Two of these changes are significant and far reaching. The first is of great importance to manufacturers and food processors. Food processors and agriculture might benefit from these proposed changes if they could claim the tax breaks as they develop new products. For example, if a peanut butter producer creates a new way to crush peanuts for peanut butter they could claim research tax breaks for production costs associated with it as they test the new manufacturing process. These testing costs could be deductible as experimental research. Many food producers can prosper from this.

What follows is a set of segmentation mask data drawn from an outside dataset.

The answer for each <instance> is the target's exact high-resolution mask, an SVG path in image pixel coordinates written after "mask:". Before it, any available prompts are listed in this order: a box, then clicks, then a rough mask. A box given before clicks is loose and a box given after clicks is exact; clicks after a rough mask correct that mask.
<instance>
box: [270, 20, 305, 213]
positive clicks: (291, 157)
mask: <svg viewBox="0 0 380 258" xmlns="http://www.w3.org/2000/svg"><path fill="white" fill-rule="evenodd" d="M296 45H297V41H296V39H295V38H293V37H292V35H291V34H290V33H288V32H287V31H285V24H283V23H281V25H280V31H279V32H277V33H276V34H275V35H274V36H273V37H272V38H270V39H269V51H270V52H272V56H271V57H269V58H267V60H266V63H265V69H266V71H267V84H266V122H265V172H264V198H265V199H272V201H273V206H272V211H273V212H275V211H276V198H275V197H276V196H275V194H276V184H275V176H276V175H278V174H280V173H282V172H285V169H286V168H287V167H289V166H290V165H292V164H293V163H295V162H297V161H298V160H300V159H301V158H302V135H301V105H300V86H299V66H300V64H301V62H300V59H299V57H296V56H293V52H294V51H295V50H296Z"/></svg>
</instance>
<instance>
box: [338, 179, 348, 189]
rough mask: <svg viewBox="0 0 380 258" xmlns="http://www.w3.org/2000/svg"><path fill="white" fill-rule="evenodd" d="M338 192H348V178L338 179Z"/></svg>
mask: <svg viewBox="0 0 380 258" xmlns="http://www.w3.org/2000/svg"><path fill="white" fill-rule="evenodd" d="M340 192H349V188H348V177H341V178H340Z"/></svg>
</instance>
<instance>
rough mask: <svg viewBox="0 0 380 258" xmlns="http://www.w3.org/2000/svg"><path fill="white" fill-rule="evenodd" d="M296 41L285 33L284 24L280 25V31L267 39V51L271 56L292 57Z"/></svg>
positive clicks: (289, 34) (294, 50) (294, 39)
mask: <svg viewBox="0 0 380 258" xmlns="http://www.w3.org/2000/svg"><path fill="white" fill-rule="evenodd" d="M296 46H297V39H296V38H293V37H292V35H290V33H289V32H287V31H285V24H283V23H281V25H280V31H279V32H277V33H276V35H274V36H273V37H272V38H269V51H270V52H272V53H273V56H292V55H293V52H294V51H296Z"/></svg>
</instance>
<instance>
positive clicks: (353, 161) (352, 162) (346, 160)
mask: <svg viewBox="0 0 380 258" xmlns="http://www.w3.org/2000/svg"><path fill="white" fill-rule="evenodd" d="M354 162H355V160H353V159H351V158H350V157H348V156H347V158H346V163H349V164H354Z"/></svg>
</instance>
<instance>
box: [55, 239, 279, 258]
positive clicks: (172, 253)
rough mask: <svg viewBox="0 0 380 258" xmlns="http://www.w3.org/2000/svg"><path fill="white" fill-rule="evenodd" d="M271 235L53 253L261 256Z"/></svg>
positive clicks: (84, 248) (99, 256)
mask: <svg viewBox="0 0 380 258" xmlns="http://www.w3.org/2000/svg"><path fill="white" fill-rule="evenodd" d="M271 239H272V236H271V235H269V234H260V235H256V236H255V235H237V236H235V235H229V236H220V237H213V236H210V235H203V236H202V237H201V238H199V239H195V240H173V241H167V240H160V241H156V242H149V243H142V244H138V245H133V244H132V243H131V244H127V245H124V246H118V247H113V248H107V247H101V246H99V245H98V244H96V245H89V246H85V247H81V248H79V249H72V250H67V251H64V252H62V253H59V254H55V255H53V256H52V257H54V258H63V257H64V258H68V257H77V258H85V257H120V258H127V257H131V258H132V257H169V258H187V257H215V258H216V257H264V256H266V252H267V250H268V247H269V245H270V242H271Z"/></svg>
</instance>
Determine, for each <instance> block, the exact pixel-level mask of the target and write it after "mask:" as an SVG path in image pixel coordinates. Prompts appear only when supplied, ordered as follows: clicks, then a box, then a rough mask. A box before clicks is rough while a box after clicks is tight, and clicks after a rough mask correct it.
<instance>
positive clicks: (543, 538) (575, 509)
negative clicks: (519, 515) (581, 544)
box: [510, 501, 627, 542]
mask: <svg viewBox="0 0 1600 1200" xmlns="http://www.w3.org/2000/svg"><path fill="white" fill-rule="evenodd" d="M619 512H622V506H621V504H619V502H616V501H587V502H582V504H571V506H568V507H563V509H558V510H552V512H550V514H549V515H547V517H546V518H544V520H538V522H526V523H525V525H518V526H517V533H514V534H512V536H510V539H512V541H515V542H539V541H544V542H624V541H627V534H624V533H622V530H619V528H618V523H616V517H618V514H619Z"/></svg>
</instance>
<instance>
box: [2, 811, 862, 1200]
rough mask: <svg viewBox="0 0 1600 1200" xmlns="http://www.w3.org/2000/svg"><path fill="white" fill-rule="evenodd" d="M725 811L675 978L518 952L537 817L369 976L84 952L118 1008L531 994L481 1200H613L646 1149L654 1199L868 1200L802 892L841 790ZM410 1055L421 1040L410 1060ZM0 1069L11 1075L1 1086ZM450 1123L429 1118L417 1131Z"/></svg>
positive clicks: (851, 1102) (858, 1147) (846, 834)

Secondly, the Treasury Department has also proposed that the cost of a prototype qualifies even if it later sells as a completed unit. This line between prototypes and production models has often been a source of legal conflict between companies and the IRS. The government hopes to make the distinction clearer. If approved, the rules would apply to future tax filings and could not be enforced until finalized. The new rules stand to make a lot of companies happy. They will clear up a large area of disputable rules in the current law.
A good example of this conflict is the Lockheed Martin Corporation. They claimed $13.6 million of research tax credits. This aerospace company filed a lawsuit against the IRS in December, saying the IRS wrongly rejected the research tax credits that Lockheed claimed for making prototypes resulting from research on a space rocket launcher and a New York City surveillance system. The Lockheed papers which were filed with the court stated that some of the credits were claimed for prototypes which had new designs that were unproven and should therefore qualify as research. The court date is yet to be set in this case. The precedent is that in September 2012, Dow Chemical Co lost a case in U.S. appeals court involving $8 million in research tax credits. Union Carbide, a Dow company, tried to apply credits retroactively to cover the cost of supplies on a prototype that was later sold as finished goods.
There still seem to be gray areas on documentation and how to determine the costs to deduct. This ruling change may not address the fact that Germany's Bayer is facing off against the IRS over $170 million of disputed research credits spanning 17 years. The Bayer Corporation is well known for a variety of products, from aspirin to plastics to fertilizers. It calculated its qualified research expenses (QREs) using a cost center approach. The IRS is denying it. Bayer says the documentation asked for is beyond reason and is requesting that documentation be furnished only in a statistically significant sample. The numbers are significant. For tax years 1990 through 1994, the amount of the credits claimed was $80 million, a number initially agreed upon by the IRS, but now at issue. Based on the tax credit study, Bayer sought a refund for the amount of $49 million. It seems that companies requesting refunds are being looked at more closely than others.
Texas - based Trinity Industries, Inc., one of North America's largest manufacturers of transportation, construction and industrial products, is also fighting a court battle over research tax credits. They are appealing a $5 million tax credit dispute. The court rejected the government's restrictive interpretation of the law and found in favor of the taxpayer. Although the case was a win for taxpayers on some R&D Credit issues, Trinity Industries lost a significant amount of their R&D Tax Credit benefit due solely to their lack of project-level documentation.